Projected climate-driven water cycle changes, including increases in evapotranspiration, altered spatial patterns, and amounts of precipitation, and associated changes in groundwater recharge, runoff, and stream flow, will impact terrestrial, freshwater, estuarine, and coastal ecosystems and the transport of materials through the biogeochemical cycles, impacting humans and societal well-being.
About 60 per cent of commercially harvested inland fish species are vulnerable to extinction following global warming, reaching extinction levels in Africa. The effects of the drought are projected to increase with every degree of warming.
As a result, water storage will reach up to seven per cent over the 21st century. Aridity zones could expand by one-quarter of the 1990 area by 2100. The projected water cycle changes will hurt agriculture, energy production, and urban water uses, destabilize industrialization, and threaten human life.
Agricultural water use will increase globally as a consequence of population growth and dietary changes, as well as increased water requirements due to climate change.

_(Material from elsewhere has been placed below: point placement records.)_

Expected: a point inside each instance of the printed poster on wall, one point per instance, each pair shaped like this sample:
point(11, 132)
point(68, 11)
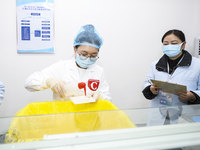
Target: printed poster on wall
point(35, 26)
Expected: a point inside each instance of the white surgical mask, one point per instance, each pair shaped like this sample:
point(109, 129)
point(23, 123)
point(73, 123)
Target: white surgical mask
point(84, 63)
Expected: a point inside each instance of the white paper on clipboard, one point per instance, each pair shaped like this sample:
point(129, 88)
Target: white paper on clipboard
point(81, 99)
point(169, 87)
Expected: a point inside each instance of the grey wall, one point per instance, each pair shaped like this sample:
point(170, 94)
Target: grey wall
point(132, 31)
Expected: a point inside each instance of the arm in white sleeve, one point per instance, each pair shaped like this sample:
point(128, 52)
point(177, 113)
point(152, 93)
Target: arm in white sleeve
point(37, 81)
point(104, 89)
point(2, 91)
point(150, 75)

Groundwater recharge in some semiarid regions is projected to increase, but worldwide depletion of non-renewable groundwater storage will continue due to increased groundwater demand.
This shows that climate-related water stress, as scientifically proven, negatively affects people’s lives, and will heavily affect the arid and semi-arid counties of Kenya.
There is urgent need to harvest rainwater for various uses at the community level, including building a secure food basket. We should address the lack of knowledge, capacity, and preparedness of the community to harvest rainwater and respond to climate change.
There is a need to build the capacity of county governments and communities for enhanced rainwater harvesting and utilization as a strategy for climate change response and wealth creation.
Lack of and improper utilisation of appropriate policy and legal frameworks on climate change will be more catastrophic than a war, and it’s up to this generation to save the world for the next generations of our sons, daughters, grandchildren, and many more.
It is time for civil society groups and authorities to develop the National Climate Change Response Plan and capitalize on the Change Fund Facility and the Climate Change Response Plan to make the environment better.
Counties should develop policies and legal frameworks to enable communities to build their resilience and the county governments to support locally-led initiatives in climate change. This will help counties and communities exploit climate change-related opportunities, which are supported by international organizations such as the World Bank and the UN, among others.
It is, therefore, highly recommended that county governments invest their efforts in coming up with pro-people policies and legal frameworks to create the environment needed for communities and the different actors to initiate local climate change initiatives. Observing the situation in arid and semi-arid lands, it is a fact that livestock fodder species have reduced drastically due to high temperatures and reduced rainfall amounts in these regions.
A case in point is the current drought situation in the northeastern, which has caused pastoralists to migrate to Somalia and parts of Kitui county for livestock pasture. This has caused frequent conflicts between the local communities and the pastoralists.
It is recommended that new strategies for sustainable livestock keeping and pastoralism be initiated moving forward and be readjusted to new technologies.
In conclusion, climate change is the most pronounced existential risk of this century. Communities, people, and their governments need to come up with concerted response initiatives so that people’s survival is assured.